What? What?! Now you are judging me?

I thought it got easier when they were fourteen. Yes, fourteen. Did I fail to mention in the middle of this, it was his birthday this week-end?

Ah, Imma making memories of incompetent parenting that will last a freaking lifetime. I swear I am not trying to poison the boy. I'm breeding character. The parenting that does not kill him, will only make him stronger, right? Heh!

I take my bow. Another proud Bad Mommy of the Year award goes to me!
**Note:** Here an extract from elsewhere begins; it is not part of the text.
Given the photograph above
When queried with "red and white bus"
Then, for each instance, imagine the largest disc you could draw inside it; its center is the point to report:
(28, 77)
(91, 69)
Oh, how the mighty do fall... shit!

8 comments:

monstergirlee said...

Oh.My.
I sure hope he feels better soon.
Mom, he'll be fine, and thats how it will be. I'm sure something like this will happen to me someday (soonish?) because my son is constantly complaining of everything from my feet hurt to stomach to head. I usually feel his forehead, declare that he has no fever and to go lay down. Its gonna bite me in the ass.
Sorry Mom :-(

Fantastagirl said...

I hope he starts feeling better soon!

When my daughter was 5 she had mono... I didn't pay any attention to her symptoms thinking she just didn't want to go to school and was faking... uhm yeah, that is what kinda clinched the whole - Bad Mommy of the year award for me! Two weeks - best rest.

sybil law said...

Awww - poor guy! Hope he's better ASAP!
Don't feel bad, though- I mean, shit happens. He's okay - just a little miserable now.

Lisa said...

How'd ya get a picture of me on that diving board? I almost never go on diving boards. Weird. Super Funny post.

deetledee said...

Try not to beat yourself up too much, Mom. We've all been there. Mine are 19 and 21 now, still hasn't gotten easier but I'm blessed with 2 good kids despite my errors. Empty nest in 1 week....not sure how this will pan out but I'm out on the diving board too.

Dumblond said...

Oh my goodness! That poor kid. No spicy or crunchy food?! Ugh...just shoot me now.
And you are totally building character. And teaching! You can be sure that Eldest will not be giving his children the same remedies...

Barbara @ Modern Comfort Food said...

Your bad mommy moment here makes me feel a (tiny) bit better about my own whoppers. An example from last month: I asked Hubby - "Now what was I supposed to do on Tuesday?" Hubby responds - "Take your son to the hospital for surgery." Geez, I'm a bad mom and senile too!

practical(ly) Mom(me) said...

Oh, I totally get that moment! Who knew- right. He may look like a man, talk like a man but heck he's still your little boy.
How is he now? Gaining back weight I hope? Tell him his mommy fans are rooting for his swift recovery!!!!